Dear Dov, you often say, "You are thinking way too much, stop it". First of all, I think this is a very dangerous statement, in and of itself. Second, generally our emotions are controlled by our thinking, if we like it or not, so you may as well say you are "feeling way too much, stop it", I have a feeling of guilt, I need to find out what thinking is causing this and work through it, otherwise how can I get rid of the feeling?
OK. I'm not one to confidently identify 'addictive' thinking, but though I agree that how we think profoundly affects our emotions, I find it hard to believe that most addicts are really in touch with the way they are thinking nearly as much as they think they are! My butt has been (figuratively) kicked for me enough times by un-blinded people that I have come to admit my own weakness at seeing what is really motivating me. That was a skill I am learning but took time and the rustic, simple honesty of step-work. The main advantage of my program buddies was not their wisdom, rather it was that they are just not me.
I have also met honest, sweet guys who come to their first meeting, (usually give some heartfelt sage counsel to all the regular attendees there!) and finally say, "wow, I have finally found where I belong!" They often come back for one more meeting, maybe, and say they've "got it now"...sometimes coming back in tatters after an arrest or divorce. I am talking about b'nei Torah, here, too. I do not think they are just liars. I believe that like I can be, they are apparently blind to whats cooking with them; to their own motivations and true goals. Perhaps they'd rather remain a bit comfortable and keep their drug. Who knows?
Finally, I have seen that it was my own very best thinking that got me as screwed up as I became. Not anyone else's. Particularly prior to using the first seven steps, I see my own deep thinking and analysis as having been quite harmful to me. In the program we do take a long hard look at what our attitudes are and how misguided our thinking may be. But we generally do it with a sponsor or group. To do this on our own is where the entire problem is in the first place! It's a big pride pill, as far as I am concerned.
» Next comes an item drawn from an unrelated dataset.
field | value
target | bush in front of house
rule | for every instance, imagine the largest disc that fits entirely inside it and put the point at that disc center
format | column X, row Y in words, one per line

So in many many cases, program people I know advocate taking the energy we are expending on trying to pridefully change ourselves by "figuring it all out and then fixing it" (a common lust/preoccupation of most people I know of who are still acting out - especially me, for years) and instead, putting that same energy (and time) into simply taking the actions of love toward our families, communities, and selves. Ultimately, that thinking was yet another self-absorbed and self-centered exercise that only made me more self-absorbed and self-centered. Not a good idea for an addict, who already uses sex-with-self and self-pleasuring as his tool to cope with life's pains! Enough is sometimes enough.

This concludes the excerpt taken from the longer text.